I think Schrems has called out the status quo. He has gone to the place no one else dared go to, which was to challenge regulators, legislators and the largest tech companies on behalf of the average person. It’s hard and dirty work, but as the inconsistencies between what users expect and what companies are doing become more pronounced, he seems to be the only true watchdog since regulating bodies had mostly dropped the ball (until he arrived on the scene).

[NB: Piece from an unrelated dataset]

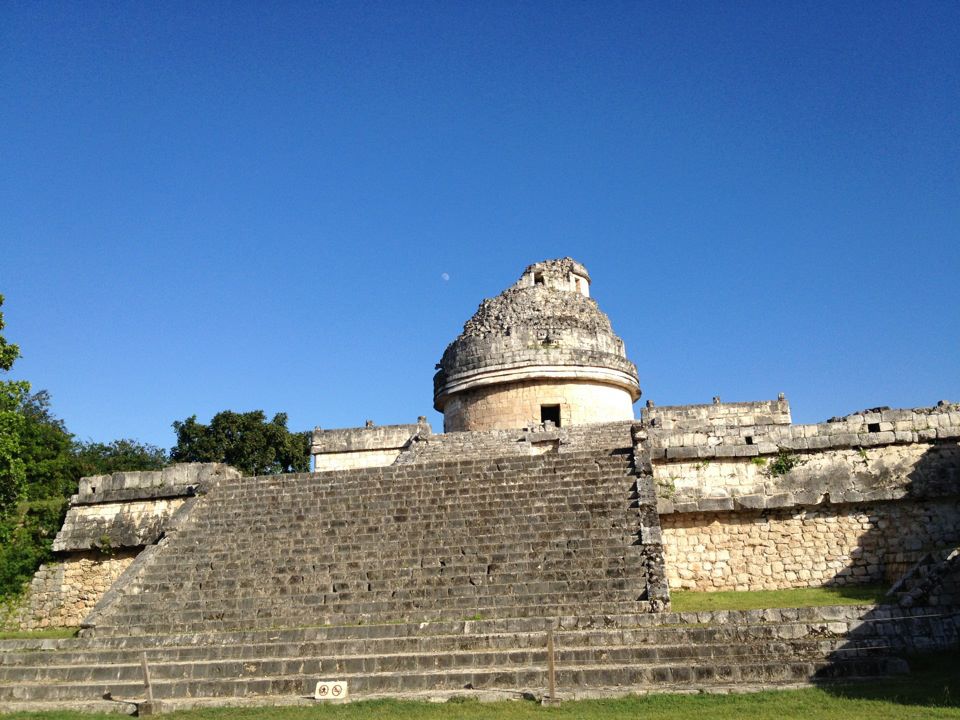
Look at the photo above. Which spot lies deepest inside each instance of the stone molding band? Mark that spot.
(503, 375)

Being online should not result in the abdication of our rights to privacy, and it didn’t used to. While we can appreciate that tech’s evolution has enabled new capabilities that no one has been prepared for in terms of targeting users or use of data about them, on the other side of that, the regulators are doing everything possible to attack the use of tools for users protecting themselves (ie. encrypted communications, VPNs, anonymous handles, etc.). So what are we to make of all of this? Should we sit back and let these companies with legislators in their pockets or under lazy regulators, continue to enjoy the privileges that come from the arbitrage between the value of untargeted ads and inference-laden targeted ads, as well as secondary and tertiary data uses, at our expense? Ultimately, there’s no good reason why ad targeting exists other than to increase the rents web sites can charge advertisers. There’s no user value (as much as the sites try to espouse such).
As I view Substack’s model, I see one where quality of participants willing to pay for content is far more interesting than getting a high quantity of users who don’t really appreciate the content. Where a content provider wants to offer a free access option, that too is great as they do so with purpose, to build a reputation and a base who may turn into paid subscribers at some point. None of this requires taking advantage of the readers by creepily surveying them and selling info on their comments or on the series of articles they have read. Or being forced to write misleading headlines.
OK, enough soapbox talk, your piece just stirred a lot of thoughts for me and wanted to share some additional perspectives on this. Thanks again.